Abstract
At University Hospital Monklands, a district general hospital in Lanarkshire, an ED in-reach pilot was set up to deliver the best possible outcomes for frail older adults by proactively reducing unscheduled admissions, thereby reducing the time they spend in the hospital.
Aim
To reduce unscheduled admissions for patients with a clinical frailty score (CFS) ≥ 6, admitted to ED between 8am – 3pm, Monday to Friday, by 50%. Method An ED Frailty MDT was formed, comprising of Acute Care of the Elderly (ACE) nurses/ Advanced Nurse Practitioners (ANP) and Consultant Geriatricians. Patients ≥ 65 years with a CFS ≥ 6 likely to be discharged on the same/next day were identified by ED staff and referred to ANP/ACE nurses. A Comprehensive Geriatric Assessment (CGA) was performed by the nursing team within 30 minutes of the referral, with the support of the consultant geriatrician.
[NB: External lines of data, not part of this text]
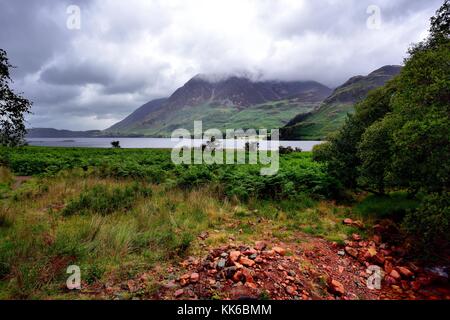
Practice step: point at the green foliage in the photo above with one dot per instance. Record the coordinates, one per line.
(13, 107)
(298, 174)
(429, 225)
(373, 150)
(394, 205)
(103, 200)
(399, 136)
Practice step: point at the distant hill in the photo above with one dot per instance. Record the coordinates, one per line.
(304, 110)
(331, 115)
(232, 102)
(55, 133)
(137, 115)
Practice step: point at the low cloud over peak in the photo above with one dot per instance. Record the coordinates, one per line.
(129, 52)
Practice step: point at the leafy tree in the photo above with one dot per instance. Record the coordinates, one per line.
(375, 152)
(13, 107)
(341, 155)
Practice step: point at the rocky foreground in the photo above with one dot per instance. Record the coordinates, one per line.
(309, 269)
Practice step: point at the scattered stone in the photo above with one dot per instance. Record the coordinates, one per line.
(351, 252)
(194, 277)
(249, 252)
(394, 274)
(221, 263)
(279, 250)
(184, 279)
(234, 255)
(388, 268)
(260, 245)
(336, 287)
(356, 237)
(203, 235)
(405, 272)
(389, 280)
(246, 262)
(290, 290)
(178, 293)
(348, 221)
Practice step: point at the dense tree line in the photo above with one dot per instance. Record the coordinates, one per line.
(13, 107)
(399, 137)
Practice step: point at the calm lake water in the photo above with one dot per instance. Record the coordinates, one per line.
(152, 143)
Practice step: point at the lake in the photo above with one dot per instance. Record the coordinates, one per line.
(152, 143)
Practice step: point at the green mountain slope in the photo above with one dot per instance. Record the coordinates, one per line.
(330, 116)
(231, 103)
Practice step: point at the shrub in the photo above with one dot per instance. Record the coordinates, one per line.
(429, 225)
(102, 200)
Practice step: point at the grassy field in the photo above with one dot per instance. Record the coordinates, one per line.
(116, 213)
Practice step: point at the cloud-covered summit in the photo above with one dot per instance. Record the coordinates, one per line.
(129, 52)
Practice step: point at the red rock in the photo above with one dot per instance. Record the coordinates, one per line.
(388, 267)
(405, 272)
(378, 229)
(194, 277)
(379, 259)
(260, 245)
(238, 276)
(356, 237)
(259, 260)
(251, 285)
(394, 274)
(358, 224)
(279, 250)
(178, 293)
(377, 239)
(290, 290)
(405, 284)
(184, 279)
(397, 289)
(249, 252)
(234, 255)
(248, 276)
(246, 262)
(336, 287)
(389, 280)
(348, 221)
(351, 252)
(415, 285)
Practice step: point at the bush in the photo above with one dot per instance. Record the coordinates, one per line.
(429, 225)
(102, 200)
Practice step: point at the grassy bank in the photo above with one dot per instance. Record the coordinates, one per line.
(103, 211)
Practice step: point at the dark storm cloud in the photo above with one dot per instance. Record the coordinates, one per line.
(77, 74)
(128, 52)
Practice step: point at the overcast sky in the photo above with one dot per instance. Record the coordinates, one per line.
(126, 53)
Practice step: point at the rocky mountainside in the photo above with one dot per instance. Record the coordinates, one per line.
(232, 102)
(331, 115)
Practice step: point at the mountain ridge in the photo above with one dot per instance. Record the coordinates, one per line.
(331, 114)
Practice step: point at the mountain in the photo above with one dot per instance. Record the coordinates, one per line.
(138, 114)
(55, 133)
(331, 114)
(225, 103)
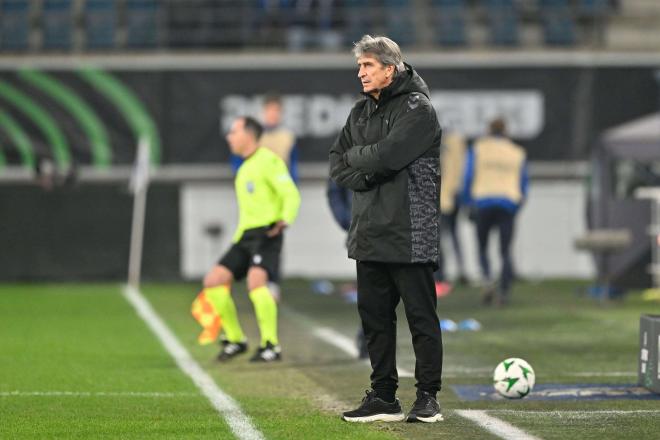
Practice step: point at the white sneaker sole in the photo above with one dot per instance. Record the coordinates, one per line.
(435, 418)
(377, 418)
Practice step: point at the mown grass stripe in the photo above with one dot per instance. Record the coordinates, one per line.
(130, 107)
(81, 111)
(154, 394)
(19, 138)
(495, 426)
(238, 422)
(47, 125)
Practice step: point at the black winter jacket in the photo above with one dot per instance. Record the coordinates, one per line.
(388, 154)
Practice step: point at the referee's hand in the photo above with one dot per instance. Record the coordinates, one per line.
(277, 229)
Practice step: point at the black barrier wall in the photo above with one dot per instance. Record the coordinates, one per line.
(83, 233)
(554, 112)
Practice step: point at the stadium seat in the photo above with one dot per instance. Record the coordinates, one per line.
(449, 22)
(142, 19)
(14, 24)
(100, 22)
(558, 22)
(398, 21)
(503, 22)
(57, 24)
(358, 18)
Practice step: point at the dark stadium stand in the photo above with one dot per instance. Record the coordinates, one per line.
(300, 25)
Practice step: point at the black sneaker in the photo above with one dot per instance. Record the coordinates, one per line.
(374, 409)
(231, 349)
(425, 409)
(269, 353)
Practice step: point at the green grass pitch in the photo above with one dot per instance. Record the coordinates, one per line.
(77, 362)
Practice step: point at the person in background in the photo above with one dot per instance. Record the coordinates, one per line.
(280, 140)
(452, 164)
(496, 185)
(339, 200)
(268, 202)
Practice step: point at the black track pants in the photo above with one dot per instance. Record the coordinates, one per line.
(380, 286)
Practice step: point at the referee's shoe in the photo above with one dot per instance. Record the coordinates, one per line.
(375, 409)
(231, 350)
(269, 353)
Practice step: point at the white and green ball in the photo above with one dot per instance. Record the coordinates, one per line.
(513, 378)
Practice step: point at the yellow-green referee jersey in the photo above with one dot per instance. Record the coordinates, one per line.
(265, 192)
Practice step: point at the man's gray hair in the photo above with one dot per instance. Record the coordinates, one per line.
(382, 48)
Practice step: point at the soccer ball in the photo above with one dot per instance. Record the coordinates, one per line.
(513, 378)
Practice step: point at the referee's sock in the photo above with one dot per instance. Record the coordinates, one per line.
(220, 297)
(265, 308)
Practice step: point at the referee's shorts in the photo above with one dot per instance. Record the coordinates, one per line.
(254, 248)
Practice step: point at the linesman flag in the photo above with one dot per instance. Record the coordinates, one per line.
(204, 312)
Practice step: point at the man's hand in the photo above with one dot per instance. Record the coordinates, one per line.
(277, 229)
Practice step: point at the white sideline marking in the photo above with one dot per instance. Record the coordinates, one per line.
(576, 413)
(495, 426)
(347, 345)
(93, 394)
(228, 408)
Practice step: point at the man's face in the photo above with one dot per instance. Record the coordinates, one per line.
(238, 137)
(272, 114)
(373, 75)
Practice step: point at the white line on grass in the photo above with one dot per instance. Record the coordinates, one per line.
(495, 426)
(575, 413)
(93, 394)
(238, 421)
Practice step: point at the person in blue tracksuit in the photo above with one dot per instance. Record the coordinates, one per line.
(495, 186)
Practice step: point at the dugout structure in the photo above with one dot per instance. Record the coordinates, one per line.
(625, 158)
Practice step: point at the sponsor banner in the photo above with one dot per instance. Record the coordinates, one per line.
(561, 392)
(556, 113)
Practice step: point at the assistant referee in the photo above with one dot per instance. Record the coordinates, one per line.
(268, 202)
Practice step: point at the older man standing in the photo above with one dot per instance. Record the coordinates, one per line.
(388, 154)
Data was collected on number of patients seen, time taken before review and patient outcomes.
Results
97 patients were reviewed at the ED by the team within a 4 – month period (October 2023 – January 2024). 53.6% (52/97) of them were discharged, either directly home(32) or with a referral to the Hospital at Home service/Home Assessment Team (20).
Conclusion
The pilot had three tests of change with variable results. The volume of calls from ED staff improved after the first and second tests of change (which involved increasing visibility of the ANP/ACE nurses in ED and having the consultants accompany them for reviews respectively) but a sharp drop was noted after the third test of change. There was also the challenge of staff shortages but despite this, the pilot was well received by the managers and staff in ED and further work is being planned on how to establish the gains of the project.